By Dave Gilman
Ask any professional speaker what his or her experience has taught them, and most will respond, “To get an arresting opening, something that will seize the attention immediately.”
Here are five examples of how you can open your speeches more effectively, one that will seize the attention of your listeners immediately.
Number 1. Ask a Question
A few years ago, we heard Toastmaster’s member Ken Jacobs open a speech by stating “I’m going to begin by asking you to reflect on a question: “If a decision had to be made about you, would you have it made by a machine or a person?” Opening with a question works instantly with an audience, and in Ken’s instance he even got every person in the room involved. He got us thinking, he got us involved at the outset.

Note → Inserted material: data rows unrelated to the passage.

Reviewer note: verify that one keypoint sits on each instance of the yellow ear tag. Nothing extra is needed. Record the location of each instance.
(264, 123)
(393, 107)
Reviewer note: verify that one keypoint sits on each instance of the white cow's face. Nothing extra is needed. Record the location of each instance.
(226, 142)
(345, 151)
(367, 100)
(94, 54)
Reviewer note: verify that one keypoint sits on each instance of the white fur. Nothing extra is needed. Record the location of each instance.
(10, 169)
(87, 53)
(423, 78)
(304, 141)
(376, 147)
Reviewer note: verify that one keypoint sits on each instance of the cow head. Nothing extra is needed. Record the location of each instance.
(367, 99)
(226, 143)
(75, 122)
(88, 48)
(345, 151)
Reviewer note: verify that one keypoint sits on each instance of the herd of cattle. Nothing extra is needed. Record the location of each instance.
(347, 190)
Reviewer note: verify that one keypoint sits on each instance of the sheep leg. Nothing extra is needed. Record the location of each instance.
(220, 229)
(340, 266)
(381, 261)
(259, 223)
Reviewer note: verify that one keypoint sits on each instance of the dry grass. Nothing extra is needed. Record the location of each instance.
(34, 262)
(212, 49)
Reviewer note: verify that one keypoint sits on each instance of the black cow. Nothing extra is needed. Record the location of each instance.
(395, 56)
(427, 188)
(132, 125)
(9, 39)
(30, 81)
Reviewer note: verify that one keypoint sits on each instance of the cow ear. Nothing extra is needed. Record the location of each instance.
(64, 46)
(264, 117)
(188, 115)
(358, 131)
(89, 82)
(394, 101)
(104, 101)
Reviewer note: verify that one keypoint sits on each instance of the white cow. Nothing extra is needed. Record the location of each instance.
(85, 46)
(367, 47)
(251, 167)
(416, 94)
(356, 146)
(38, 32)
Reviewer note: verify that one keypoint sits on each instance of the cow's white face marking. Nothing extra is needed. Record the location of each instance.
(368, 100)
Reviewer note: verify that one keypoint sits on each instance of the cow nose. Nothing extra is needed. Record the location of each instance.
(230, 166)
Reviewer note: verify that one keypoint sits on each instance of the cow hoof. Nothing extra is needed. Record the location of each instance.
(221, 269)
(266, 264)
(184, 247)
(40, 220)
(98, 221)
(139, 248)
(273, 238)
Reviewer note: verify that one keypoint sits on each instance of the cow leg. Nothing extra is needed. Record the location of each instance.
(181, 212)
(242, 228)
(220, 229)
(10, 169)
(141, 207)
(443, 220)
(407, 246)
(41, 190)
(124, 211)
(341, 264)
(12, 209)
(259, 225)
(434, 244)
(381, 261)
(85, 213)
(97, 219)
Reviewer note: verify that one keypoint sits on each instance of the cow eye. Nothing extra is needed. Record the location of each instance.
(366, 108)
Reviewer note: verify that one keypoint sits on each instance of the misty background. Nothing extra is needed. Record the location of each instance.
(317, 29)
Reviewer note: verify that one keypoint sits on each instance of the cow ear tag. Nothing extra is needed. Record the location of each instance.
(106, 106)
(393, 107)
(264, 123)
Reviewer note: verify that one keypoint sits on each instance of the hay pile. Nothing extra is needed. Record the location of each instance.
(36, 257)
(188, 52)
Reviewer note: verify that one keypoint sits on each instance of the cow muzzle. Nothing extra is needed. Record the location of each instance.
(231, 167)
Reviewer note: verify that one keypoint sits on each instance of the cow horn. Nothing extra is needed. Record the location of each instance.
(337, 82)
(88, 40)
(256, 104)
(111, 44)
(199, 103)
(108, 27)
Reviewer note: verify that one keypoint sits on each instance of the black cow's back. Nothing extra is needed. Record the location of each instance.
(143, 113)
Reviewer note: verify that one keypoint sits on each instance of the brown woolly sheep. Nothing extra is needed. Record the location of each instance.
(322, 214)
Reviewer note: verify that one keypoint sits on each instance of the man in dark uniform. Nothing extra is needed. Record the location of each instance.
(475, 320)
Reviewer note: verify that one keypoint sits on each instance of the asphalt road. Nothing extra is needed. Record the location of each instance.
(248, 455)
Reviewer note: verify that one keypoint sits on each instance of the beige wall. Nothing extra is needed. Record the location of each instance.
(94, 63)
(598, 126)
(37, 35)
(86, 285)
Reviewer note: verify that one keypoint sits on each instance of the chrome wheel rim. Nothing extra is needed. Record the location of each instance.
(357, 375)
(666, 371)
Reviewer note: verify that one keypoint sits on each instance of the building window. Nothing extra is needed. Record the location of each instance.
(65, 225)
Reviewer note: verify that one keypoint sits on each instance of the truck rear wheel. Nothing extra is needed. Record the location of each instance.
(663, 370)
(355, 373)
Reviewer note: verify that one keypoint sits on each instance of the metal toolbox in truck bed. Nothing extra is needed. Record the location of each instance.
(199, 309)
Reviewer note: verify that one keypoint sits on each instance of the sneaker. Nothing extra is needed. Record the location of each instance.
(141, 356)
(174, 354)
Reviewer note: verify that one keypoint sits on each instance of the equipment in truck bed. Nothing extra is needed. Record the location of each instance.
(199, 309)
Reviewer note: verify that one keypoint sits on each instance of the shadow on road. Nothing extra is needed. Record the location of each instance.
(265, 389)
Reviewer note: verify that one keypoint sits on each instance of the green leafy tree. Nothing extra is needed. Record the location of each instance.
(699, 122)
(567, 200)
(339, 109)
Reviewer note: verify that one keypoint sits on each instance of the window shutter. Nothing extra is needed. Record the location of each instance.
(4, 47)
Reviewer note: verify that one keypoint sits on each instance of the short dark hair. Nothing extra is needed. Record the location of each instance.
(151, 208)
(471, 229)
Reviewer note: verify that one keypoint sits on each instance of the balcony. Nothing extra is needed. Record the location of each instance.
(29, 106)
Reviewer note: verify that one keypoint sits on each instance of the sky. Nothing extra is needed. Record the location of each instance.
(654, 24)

Number 2. Begin With a Story
I will give you an example “Last summer I traveled to India. It was during this trip that my life was changed forever.” Who would not want to know more? From ancient times to today people love to hear stories. We want to know what is going to happen next. We get pulled in.
Number 3. Present Shocking Facts or Statistics
To be an effective speaker you must demand attention immediately. This can be achieved by stating a shocking fact such as: “Babe Ruth struck out 1330 times, but he also hit 714 home runs. Don’t worry about failure. Worry about the chances you miss when you don’t even try.” It is at this point you could then go into your speech, that supports your shocking fact or statistic.
Number 4. Arouse Curiosity
A good example is “Eighty-two years ago, and just about this time of the year, there was published in London a little volume, a story, which was destined to become immortal. Many have called it the greatest little book in the world.” It is after these two first sentences that you draw in your listener, arouse curiosity, and hold them in suspense. At the outset they may be wondering what is this book? Where can I get it? What is it all about? And your listeners will be seated at the edge of their seat wanting to hear more. Who isn’t susceptible to curiosity?
Number 5. Use a Quotation
Here is an example “We must be willing to get rid of the life we’ve planned, so as to have the life that is waiting for us.” This was stated by Joseph Campbell an American mythology professor, writer, and orator best known for his work in the fields of comparative mythology and comparative religion. By opening with an effective quote, your audience will pay attention.
In summary, the five possible ways that you can open your next speech is:
1. Ask a Question
2. Begin With a Story
3. Present Shocking Facts or Statistics
4. Arouse Curiosity
5. Use a Quotation
Remember, a good opening in a speech will jar us out of our daydreams, seize the moment, and hooks the attention of your listeners.